As Research Grants Manager for the Science Museum Group, Kathleen is responsible for the development and management of all grant-based research at Science Museum Group’s five national museum sites. Kathleen is also a historian of medicine and science and received her PhD from University College London. She has published various articles and a monograph (Medieval Pets, Boydell & Brewer, 2012 – the first study of companion animals in the medieval period) along with popular history books on animals. Her research focuses on premodern medicine, natural history and animal-human relationships, including medieval toxicology and animals bites (the focus of a Wellcome Trust Fellowship Grant, University of York), translations of medical and natural history texts from Arabic to Latin in the medieval period, premodern pharmacology, late medieval magic and cosmology (University College London), early modern ageing, skin disease and animal diseases and skin (King’s College London, Renaissance Skin project). She is currently working on a project examining premodern zoonotic disease, including rabies, plague, scabies and leprosy.
As Research Manager, Nicola develops and oversees the Group’s postgraduate and research skills activities, including the Collaborative Doctoral Partnership scheme, research events, staff research training, and convening and teaching on the Curating Science and Technology Master’s course with UCL.
Nicola is also a historian, focusing on colonial ‘ethnographic’ collections and the perspectives of those who have made, collected or otherwise engaged with this material. They are finishing up a PhD with the British Museum and Royal Holloway, University of London, which explores colonial attitudes towards items of Aboriginal cultural heritage from Western Australia that were taken to Britain during the nineteenth and early twentieth centuries.
Kate is the Editor-in-Chief of the Science Museum Group Journal, the scholarly, open-access, online journal published by the Science Museum Group, which presents peer-reviewed articles from staff and external authors on topics of interest to science museums. Kate supports internal staff to develop writing and publishing skills as well as editing external submissions through to publication in two Journal issues per year. Forthcoming projects include an updating of the Journal’s design and architecture so that it works even better for readers and authors. Kate has degrees in both history and psychology and has worked in museums for over 20 years as a Learning Officer, an Exhibition Developer and as Head of Audience Research. Her publications include King, H, Steiner, K, Hobson, M, Robinson, A and Clipson, H, 2015, ‘Highlighting the value of evidence-based evaluation: pushing back on demands for “impact”’, JCOM: Journal of Science Communication (Vol 14, Issue 2).
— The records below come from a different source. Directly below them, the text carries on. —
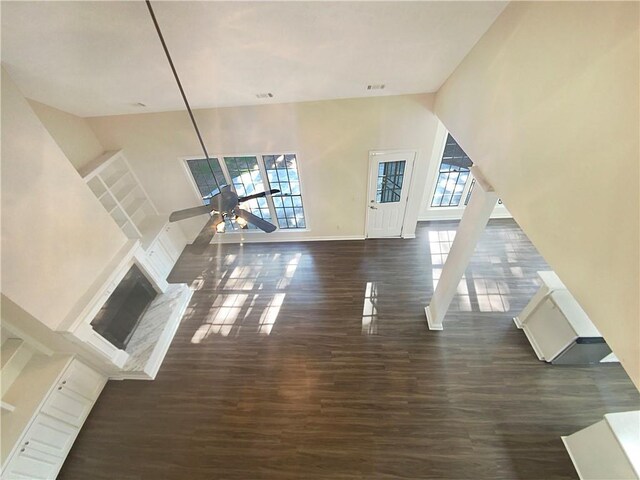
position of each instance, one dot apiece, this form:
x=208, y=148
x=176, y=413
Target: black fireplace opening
x=119, y=316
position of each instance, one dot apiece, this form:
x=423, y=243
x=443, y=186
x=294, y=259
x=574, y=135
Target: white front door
x=389, y=181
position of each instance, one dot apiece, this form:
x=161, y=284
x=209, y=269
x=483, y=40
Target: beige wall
x=331, y=138
x=547, y=104
x=56, y=237
x=72, y=134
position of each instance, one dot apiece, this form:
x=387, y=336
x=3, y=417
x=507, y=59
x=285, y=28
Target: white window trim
x=263, y=172
x=429, y=213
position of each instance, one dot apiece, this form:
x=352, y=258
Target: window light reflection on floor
x=492, y=295
x=370, y=310
x=245, y=299
x=270, y=314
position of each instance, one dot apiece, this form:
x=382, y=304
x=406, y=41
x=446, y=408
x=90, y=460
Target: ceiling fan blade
x=257, y=221
x=258, y=195
x=208, y=231
x=189, y=212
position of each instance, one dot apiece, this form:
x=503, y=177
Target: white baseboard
x=450, y=214
x=273, y=237
x=430, y=324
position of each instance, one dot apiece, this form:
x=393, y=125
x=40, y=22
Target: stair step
x=14, y=356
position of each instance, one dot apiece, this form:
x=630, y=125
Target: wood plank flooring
x=313, y=361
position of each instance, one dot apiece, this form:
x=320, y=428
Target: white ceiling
x=102, y=58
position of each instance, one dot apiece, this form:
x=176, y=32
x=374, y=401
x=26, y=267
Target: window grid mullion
x=295, y=220
x=267, y=183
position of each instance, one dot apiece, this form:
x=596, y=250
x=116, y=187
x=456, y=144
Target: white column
x=474, y=220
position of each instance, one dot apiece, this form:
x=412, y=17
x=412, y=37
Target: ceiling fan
x=226, y=203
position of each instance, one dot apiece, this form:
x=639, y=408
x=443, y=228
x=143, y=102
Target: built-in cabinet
x=113, y=182
x=120, y=192
x=53, y=396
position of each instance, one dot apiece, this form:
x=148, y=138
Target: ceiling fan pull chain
x=175, y=74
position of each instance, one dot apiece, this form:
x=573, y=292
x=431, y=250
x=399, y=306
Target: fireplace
x=119, y=316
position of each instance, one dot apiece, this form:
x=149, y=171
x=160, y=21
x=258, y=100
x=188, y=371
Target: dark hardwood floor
x=314, y=361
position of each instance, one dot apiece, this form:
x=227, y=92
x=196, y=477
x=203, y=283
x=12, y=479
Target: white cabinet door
x=83, y=380
x=42, y=451
x=68, y=406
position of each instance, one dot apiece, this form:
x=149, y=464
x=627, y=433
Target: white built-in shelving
x=120, y=192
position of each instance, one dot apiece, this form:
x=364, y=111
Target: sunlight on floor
x=370, y=310
x=242, y=301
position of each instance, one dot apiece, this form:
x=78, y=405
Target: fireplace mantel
x=141, y=359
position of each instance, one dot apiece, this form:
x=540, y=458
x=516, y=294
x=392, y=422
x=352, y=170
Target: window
x=389, y=183
x=282, y=172
x=453, y=175
x=247, y=180
x=208, y=175
x=254, y=174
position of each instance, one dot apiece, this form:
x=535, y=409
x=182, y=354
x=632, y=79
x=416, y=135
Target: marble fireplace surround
x=157, y=326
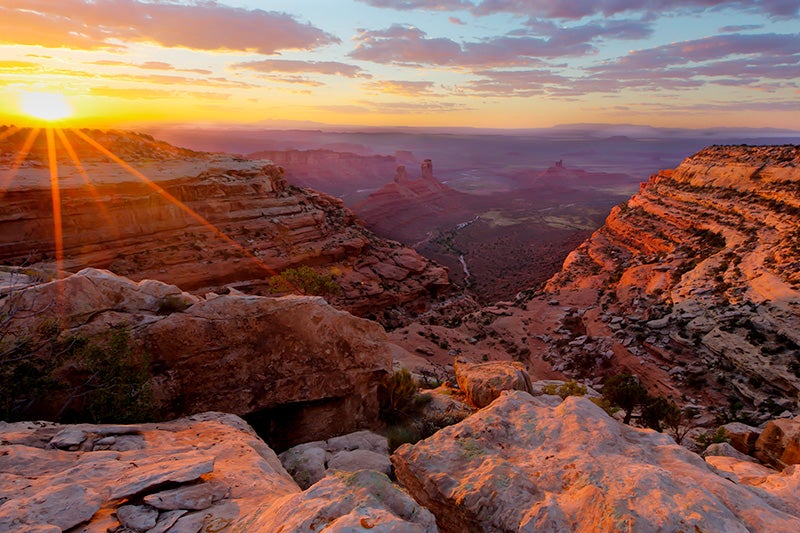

Richard is the Assistant Editor of the Science Museum Group Journal, an online publication which presents the global research community with peer-reviewed papers relevant to the wide-ranging work of the Group. Richard has helped oversee the development of the Journal from its inception in 2014 through to the present day, and he is chiefly concerned with the Journal’s back-end functionality and editorial design. The Journal continues to enjoy a steady increase in readership numbers and contributions, and Richard is currently involved in a redevelopment of the Journal website and expansion of research outputs. He is also responsible for supporting internal staff to develop writing and publishing skills, as well as editing external submissions through to publication. Richard comes from a background in science journalism and science consultancy.